The advantage of the pie chart is that it emphasizes the proportion and is easy to understand. This time, we choose to compare the gap between the number of paying players and non-paying players. For such a small data set, the pie chart can accurately see the proportion and gap between the two.

Make a pie chart of percentage

plt.figure(figsize=(8,8))

Drawing

patches, l_text, p_text = plt.pie([22877 – pay_num, pay_num],
labels=[‘unpaid’,’paid’],
labeldistance = 0.3,
colors=[‘#87CEFA’,’#FFC0CB’],
explode=[0.01,0.05],
autopct=’%1.1f%%’,
pctdistance=1.15)

Set label size

for t in l_text:
t. set_size(20)

Set percent font size

for t in p_text:
t. set_size(20)

Set Heading

plt.title(‘The ratio of paid users to all users’, size=25)
plt. show()

3. The source code, running results and brief description of the third data visualization technology application

The advantage of the histogram is that the numerical difference between different categories can be represented by height, and the simplicity and efficiency of a single drawing make it easier to compare. Therefore, it is easy to make different pairwise comparisons of each data in one graph to show the gap.

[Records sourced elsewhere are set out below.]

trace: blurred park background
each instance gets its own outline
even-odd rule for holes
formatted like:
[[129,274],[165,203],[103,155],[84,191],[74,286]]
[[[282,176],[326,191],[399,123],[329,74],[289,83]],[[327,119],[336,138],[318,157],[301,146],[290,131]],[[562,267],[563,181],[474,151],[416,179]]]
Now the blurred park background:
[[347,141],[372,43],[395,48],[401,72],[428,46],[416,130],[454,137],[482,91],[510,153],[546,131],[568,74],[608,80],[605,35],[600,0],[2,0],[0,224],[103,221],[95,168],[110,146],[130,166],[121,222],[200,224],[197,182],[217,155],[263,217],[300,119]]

plt.figure(figsize=(15,8))

AU players

plt.bar([0.75,2.75,4.75,6.75],[HY_rate_lanch_pve, HY_rate_win_pve, HY_rate_lanch_pvp, HY_rate_win_pvp],width=0.5,alpha=0.5,label=’active HY player’)
plt.bar([1.25,3.25,5.25,7.25],[ HY_PAY_COUNT_rate_lanc_pve, HY_PAY_COUNT_rate_win_pve , HY_PAY_COUNT_rate_lanc_pvp, HY_PAY_COUNT_rate_lanc_pvp], width=0.5, color=r’, alpha= 0.5, label=’Paid Active Player’)
plt.xticks([1,3,5,7],[‘Probability of actively initiating PVE’,’PVE winning probability’,’Probability of actively initiating PVP’,’PVP winning probability’])
plt. legend()
plt. show()

7. Course conclusion and experience

For this course report, all the knowledge learned in the previous class is summarized and integrated. The most important ones include data preprocessing, exploratory analysis, creation of regression models and classification models with a new understanding.

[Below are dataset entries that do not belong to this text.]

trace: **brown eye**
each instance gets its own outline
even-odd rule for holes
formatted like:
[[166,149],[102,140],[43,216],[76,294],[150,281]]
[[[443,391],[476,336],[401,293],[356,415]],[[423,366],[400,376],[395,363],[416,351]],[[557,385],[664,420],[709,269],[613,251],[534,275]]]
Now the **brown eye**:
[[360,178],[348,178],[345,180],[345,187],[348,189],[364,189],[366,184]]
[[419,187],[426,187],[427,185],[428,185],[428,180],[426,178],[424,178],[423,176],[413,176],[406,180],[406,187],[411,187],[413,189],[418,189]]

For data preprocessing, data preprocessing is an important step in any data analysis, machine learning or deep learning project, the purpose of which is to ensure no missing data, standardized, clear and consistent data sets so that various analyzes can be better performed , model fitting or forecasting. Data cleaning is the first step in data preprocessing, including removing duplicate values, solving missing values, and outlier processing. Then feature processing is another important part of data preprocessing. Feature processing includes selecting, extracting, and transforming data features. After the first step of cleaning, it is necessary to sort out the data and extract fine features. The success of data preprocessing is important before large-scale data analysis and machine learning phases, as it helps to improve accuracy and maximize the clarity of samples from noise and determinism that drives final results.
For exploratory analysis, prior to the data preprocessing and modeling stages, drill down to all the details of the dataset and obtain as much information and potential stakes as possible in order to efficiently plan the next algorithm and modeling tasks and reduce risk.
Regression models are a common supervised learning task for predicting numerical variables, which not only can improve the accuracy and precision of data, but also play an important role in many practical problems. Understanding different types of regression models and evaluation criteria, and mastering optimization strategy skills will lead to better selection, construction, and validation of models and better predictive results.
Classification model is a common supervised learning task, which not only can improve the classification accuracy and accuracy of data, but also plays an important role in many practical problems. Understand the classification types and evaluation indicators of classification models, and master optimization techniques and methods.
For the harvest of large jobs, the most important thing is the details. For example, for data deduplication during preprocessing, drop must be used instead of list or others, because only drop will not change the structure of the array. The second is about the classification part. Before the prediction, a heat map must be drawn to check the correlation of each feature for intuitive understanding.